Japanese officials said the money was earmarked for boosting medical services in Gaza and the occupied West Bank, as well as improving sanitation and sewerage.

"Japan's influence may not be as great as that of the United States and Europe, but we want to help Israelis and Palestinians live together and prosper," Koizumi told a news conference with Abbas in the West Bank city of Ramallah.

Koizumi came to the region hoping to promote peace between Israel and the Palestinians, but his visit has been overshadowed by spiralling Middle East violence.

Israel has intensified reprisals in Lebanon after Hizbollah fighters seized two Israeli soldiers and killed eight on Wednesday. Israel has also launched an offensive in Gaza to free a captured soldier and halt Palestinian rocket fire.

Japan has long felt it has a special role to play as a mediator between Israel and the Palestinian territories since it lacks the political baggage of the United States, enabling it to have warmer ties with Arab nations.
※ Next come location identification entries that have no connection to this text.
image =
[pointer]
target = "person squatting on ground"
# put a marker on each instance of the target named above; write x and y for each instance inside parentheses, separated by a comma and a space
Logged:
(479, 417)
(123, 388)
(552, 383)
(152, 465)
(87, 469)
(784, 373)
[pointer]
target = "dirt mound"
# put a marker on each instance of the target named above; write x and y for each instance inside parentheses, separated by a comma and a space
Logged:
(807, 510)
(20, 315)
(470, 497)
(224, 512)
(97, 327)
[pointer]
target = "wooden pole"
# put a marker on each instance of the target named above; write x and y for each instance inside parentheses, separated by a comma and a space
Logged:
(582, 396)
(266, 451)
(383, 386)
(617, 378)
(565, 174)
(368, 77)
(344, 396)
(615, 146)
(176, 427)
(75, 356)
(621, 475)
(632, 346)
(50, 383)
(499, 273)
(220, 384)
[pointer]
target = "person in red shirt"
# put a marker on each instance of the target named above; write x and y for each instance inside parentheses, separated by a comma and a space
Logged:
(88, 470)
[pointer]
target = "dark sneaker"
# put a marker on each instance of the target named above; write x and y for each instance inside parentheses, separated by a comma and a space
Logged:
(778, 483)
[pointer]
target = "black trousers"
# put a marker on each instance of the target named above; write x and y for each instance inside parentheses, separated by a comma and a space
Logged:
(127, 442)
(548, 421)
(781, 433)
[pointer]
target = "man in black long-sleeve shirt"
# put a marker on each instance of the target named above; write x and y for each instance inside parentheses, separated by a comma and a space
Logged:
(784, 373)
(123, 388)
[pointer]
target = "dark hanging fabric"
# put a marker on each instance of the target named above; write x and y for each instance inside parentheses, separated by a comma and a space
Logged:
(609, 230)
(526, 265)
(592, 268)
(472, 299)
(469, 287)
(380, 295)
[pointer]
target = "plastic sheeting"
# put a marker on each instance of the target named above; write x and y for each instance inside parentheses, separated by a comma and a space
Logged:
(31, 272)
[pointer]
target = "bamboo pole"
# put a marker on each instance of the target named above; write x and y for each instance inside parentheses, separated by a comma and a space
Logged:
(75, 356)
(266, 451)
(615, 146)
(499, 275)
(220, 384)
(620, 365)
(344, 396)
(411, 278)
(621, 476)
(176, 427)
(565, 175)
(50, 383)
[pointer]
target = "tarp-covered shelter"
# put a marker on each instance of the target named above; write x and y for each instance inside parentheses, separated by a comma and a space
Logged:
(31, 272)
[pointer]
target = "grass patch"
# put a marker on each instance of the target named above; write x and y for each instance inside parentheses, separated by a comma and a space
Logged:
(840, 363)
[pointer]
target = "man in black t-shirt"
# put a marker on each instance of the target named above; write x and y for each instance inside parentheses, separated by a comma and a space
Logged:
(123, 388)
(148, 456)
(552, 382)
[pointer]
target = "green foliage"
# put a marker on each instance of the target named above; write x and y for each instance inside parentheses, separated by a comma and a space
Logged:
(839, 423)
Koizumi, on a four-day visit to the Middle East, met Israeli Prime Minister Ehud Olmert on Wednesday and told him to consider the future of regional peace in its response to the Hizbollah attacks. He also said Abbas must be supported.

Japan is the second-largest aid donor to the Palestinian territories on a country basis after the United States, and the new aid will mainly go through international organizations, the way most of the $844 million Japan has given the territories since 1993 has been dispensed.

Koizumi heads to Jordan later on Thursday before flying to the Group of Eight summit of advanced nations in Russia.